Decomposing Series
The trend extraction methods covered in the other vignettes return a
single smooth component. Often, though, an economic series is more
naturally described as the sum of three parts: a slow-moving
trend, a repeating seasonal pattern,
and an irregular remainder.
decompose_series() splits a series into these three
components and adds them as columns to the original data frame.

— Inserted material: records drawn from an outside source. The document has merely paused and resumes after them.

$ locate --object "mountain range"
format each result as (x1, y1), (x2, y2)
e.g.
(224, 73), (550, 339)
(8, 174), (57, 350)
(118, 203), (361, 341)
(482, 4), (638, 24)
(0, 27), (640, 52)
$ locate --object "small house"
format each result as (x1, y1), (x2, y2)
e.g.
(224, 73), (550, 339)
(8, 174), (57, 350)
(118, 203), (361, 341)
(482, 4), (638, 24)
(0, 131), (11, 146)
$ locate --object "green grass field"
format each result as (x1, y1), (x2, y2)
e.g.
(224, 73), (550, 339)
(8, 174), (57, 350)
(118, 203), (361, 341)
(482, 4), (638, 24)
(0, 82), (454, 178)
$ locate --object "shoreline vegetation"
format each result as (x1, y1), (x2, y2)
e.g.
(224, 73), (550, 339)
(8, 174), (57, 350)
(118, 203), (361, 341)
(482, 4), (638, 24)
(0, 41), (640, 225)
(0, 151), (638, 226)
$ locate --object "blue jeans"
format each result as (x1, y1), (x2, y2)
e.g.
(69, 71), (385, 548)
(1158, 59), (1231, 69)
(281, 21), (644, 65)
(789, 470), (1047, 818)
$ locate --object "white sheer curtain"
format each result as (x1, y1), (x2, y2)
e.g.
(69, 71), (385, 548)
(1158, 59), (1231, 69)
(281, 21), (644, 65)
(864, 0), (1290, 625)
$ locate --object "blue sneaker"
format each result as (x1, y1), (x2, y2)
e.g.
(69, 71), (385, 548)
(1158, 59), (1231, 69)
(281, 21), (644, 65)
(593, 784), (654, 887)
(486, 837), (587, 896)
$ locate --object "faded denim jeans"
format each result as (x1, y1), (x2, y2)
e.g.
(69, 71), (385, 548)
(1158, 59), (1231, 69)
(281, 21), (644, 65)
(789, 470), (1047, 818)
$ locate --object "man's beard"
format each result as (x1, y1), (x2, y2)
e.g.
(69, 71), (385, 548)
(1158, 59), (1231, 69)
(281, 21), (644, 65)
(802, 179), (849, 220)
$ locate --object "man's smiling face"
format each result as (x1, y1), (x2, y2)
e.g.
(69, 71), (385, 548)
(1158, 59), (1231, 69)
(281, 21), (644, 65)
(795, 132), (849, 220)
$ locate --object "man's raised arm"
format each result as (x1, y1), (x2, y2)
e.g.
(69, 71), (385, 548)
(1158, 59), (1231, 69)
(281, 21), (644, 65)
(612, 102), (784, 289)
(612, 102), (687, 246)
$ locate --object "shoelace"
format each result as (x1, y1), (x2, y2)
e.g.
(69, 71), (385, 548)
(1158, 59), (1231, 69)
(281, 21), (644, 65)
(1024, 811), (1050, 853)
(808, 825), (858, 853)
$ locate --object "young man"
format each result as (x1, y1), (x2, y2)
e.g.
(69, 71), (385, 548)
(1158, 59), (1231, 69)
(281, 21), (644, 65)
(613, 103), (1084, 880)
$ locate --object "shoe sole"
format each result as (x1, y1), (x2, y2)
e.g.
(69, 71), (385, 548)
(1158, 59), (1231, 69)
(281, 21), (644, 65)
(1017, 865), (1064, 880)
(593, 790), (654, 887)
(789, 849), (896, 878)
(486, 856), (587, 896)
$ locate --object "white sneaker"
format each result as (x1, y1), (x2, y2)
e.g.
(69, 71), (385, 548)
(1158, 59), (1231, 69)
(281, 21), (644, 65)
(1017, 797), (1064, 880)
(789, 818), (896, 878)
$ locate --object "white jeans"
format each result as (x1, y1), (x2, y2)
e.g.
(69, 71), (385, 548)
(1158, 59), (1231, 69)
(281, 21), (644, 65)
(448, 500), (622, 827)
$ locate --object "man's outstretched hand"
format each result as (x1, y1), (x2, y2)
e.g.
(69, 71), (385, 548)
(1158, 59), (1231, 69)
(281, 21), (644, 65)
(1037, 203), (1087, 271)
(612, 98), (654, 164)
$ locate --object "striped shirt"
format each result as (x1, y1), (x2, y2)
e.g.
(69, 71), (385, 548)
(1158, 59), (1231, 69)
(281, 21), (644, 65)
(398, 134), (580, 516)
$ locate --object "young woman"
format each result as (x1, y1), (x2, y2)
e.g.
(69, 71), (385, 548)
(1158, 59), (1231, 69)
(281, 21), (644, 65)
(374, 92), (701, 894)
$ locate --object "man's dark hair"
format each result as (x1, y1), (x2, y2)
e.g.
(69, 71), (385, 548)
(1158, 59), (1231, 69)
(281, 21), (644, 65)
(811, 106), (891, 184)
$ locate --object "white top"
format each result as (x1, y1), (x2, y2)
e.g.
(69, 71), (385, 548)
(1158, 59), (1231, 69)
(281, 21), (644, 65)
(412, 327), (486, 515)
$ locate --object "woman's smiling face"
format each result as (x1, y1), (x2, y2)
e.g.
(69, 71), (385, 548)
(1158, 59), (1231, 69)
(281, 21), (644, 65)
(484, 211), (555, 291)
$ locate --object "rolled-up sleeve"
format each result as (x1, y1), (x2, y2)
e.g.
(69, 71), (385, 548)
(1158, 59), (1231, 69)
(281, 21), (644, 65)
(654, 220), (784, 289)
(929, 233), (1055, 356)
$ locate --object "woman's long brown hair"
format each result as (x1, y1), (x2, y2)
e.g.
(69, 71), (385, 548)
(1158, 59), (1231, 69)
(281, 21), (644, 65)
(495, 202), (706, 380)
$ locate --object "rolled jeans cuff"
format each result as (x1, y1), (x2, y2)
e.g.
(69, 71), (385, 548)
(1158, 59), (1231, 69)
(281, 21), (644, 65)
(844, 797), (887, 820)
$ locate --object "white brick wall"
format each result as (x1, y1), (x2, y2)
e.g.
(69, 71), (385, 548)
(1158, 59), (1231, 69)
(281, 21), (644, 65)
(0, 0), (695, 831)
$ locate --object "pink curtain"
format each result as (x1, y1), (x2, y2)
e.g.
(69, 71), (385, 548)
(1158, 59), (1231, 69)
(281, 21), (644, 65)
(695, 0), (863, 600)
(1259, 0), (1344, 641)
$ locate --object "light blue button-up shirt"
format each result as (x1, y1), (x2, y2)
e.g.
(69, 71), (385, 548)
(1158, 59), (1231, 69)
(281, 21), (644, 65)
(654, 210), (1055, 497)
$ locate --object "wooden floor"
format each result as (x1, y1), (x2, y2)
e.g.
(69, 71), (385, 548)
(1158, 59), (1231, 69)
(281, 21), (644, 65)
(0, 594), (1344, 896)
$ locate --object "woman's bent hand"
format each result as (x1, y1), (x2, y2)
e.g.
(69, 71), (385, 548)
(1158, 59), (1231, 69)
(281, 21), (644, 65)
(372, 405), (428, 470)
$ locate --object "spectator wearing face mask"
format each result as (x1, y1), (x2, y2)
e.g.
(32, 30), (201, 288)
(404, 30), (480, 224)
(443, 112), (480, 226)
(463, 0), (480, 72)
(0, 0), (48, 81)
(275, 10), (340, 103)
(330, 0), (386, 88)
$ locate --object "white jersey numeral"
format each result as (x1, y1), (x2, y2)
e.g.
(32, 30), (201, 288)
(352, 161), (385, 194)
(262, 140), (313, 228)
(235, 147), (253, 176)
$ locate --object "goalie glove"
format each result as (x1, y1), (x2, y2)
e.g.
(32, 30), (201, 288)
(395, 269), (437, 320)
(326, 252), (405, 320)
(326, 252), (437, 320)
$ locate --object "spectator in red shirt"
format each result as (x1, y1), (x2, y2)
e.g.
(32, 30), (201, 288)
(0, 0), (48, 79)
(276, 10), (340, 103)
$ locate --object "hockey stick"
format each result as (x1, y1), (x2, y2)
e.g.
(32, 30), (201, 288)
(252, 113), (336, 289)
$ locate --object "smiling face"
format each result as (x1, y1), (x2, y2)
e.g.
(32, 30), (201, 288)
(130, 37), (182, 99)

The theme below is used throughout the vignette for consistent styling.
library(ggplot2)
theme_series <- theme_minimal(paper = "#fefefe") +
theme(
legend.position = "bottom",
panel.grid.minor = element_blank(),
strip.background = element_rect(fill = "#2c3e50"),
strip.text = element_text(color = "#fefefe"),
axis.ticks.x = element_line(color = "gray40", linewidth = 0.5),
axis.line.x = element_line(color = "gray40", linewidth = 0.5),
axis.title.x = element_blank(),
palette.colour.discrete = c(
"#2c3e50",
"#e74c3c",
"#f39c12",
"#1abc9c",
"#9b59b6"
)
)Trend extraction vs decomposition
It is worth being clear about the difference between this function
and augment_trends().
-
augment_trends()returns only the trend (trend_*columns). The seasonal and irregular movements are simply smoothed away. -
decompose_series()returns all three components (trend_*,seasonal_*, andremainder_*), and they add back up exactly to the original series.
Because there is a seasonal component,
decompose_series() requires seasonal data: monthly
(frequency = 12) or quarterly (frequency = 4).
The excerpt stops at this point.